DBT ZTL: create flow chart of entities

NYCPlanning / data-engineering

Primary repository for NYC DCP's Data Engineering team

23 stars 0 forks source link

Simple case - preprocessing

One simpler case will be what happens in preprocessing.sql. This in a sense is what staging dbt tables are for - taking our inputs and getting them "ready" for use in our pipeline. Take dtm for example. Right now, we

load dtm with recipe/load logic

in preprocessing, we

rename geom column
create dof_dtm_tmp, with some aggregation and deduplication
drop original dtm table and replace with our cleaned table

Giving us something like this

flowchart LR dof_dtm --1--> dof_dtm dof_dtm --2--> dof_dtm_tmp dof_dtm_tmp --3--> dof_dtm

To turn this into a dbt dag, we simply move forwards only, rather than update an existing table. dof_dtm must exist in _sources.yml, and then in models/staging/stg__dof_dtm we have a single query which has

cte to rename geom column

cte to aggregate, deduplicate, etc

final query to select needed columns

Giving us a much cleaner flow of Giving us something like this

flowchart LR dof_dtm --> cte1 cte1 --> cte2 cte2 --> stg__dof_dtm

In the current build of ztl, once preprocessing.sql is run, we lose our original tables. Now with dbt, we'll have the original preserved dof_dtm and a table/view stg__dof_dtm which can be used in further models/queries.

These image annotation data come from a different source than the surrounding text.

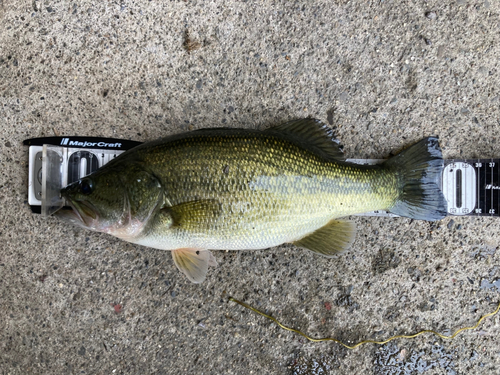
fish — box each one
[57,118,447,283]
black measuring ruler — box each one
[442,159,500,216]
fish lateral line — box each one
[228,297,500,350]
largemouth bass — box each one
[58,119,446,282]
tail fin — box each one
[384,137,447,221]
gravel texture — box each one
[0,0,500,374]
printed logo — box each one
[61,138,122,148]
[485,184,500,190]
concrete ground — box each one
[0,0,500,374]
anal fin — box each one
[293,220,356,258]
[172,249,217,284]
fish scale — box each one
[130,129,398,250]
[58,119,446,282]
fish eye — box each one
[80,178,94,195]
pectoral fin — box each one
[294,220,356,258]
[172,249,217,284]
[161,199,222,230]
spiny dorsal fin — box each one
[294,220,356,258]
[172,249,217,284]
[266,118,344,160]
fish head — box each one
[56,166,163,240]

More complex - build tables

When we're building, we have slightly more complex logic due to all the update statements. This is going to take a bit more work. But essentially, each sql file has some sort of domain, and likely can be simplified to one or two models that end up being joined at the end to make our final table.

A while back, I made a flow chart to represent ztl. This will be useful (you'll need to make at least a free-tier account to view)

A new diagram should be made in draw.io that represents a more idealized dag with no updates. This will likely change as development goes on, but will be a good starting place and will ensure that we understand the transformations that are occuring before we actually start changing code

Thought a bit more about what this initial flow chart should look like to be useful for creating dbt models.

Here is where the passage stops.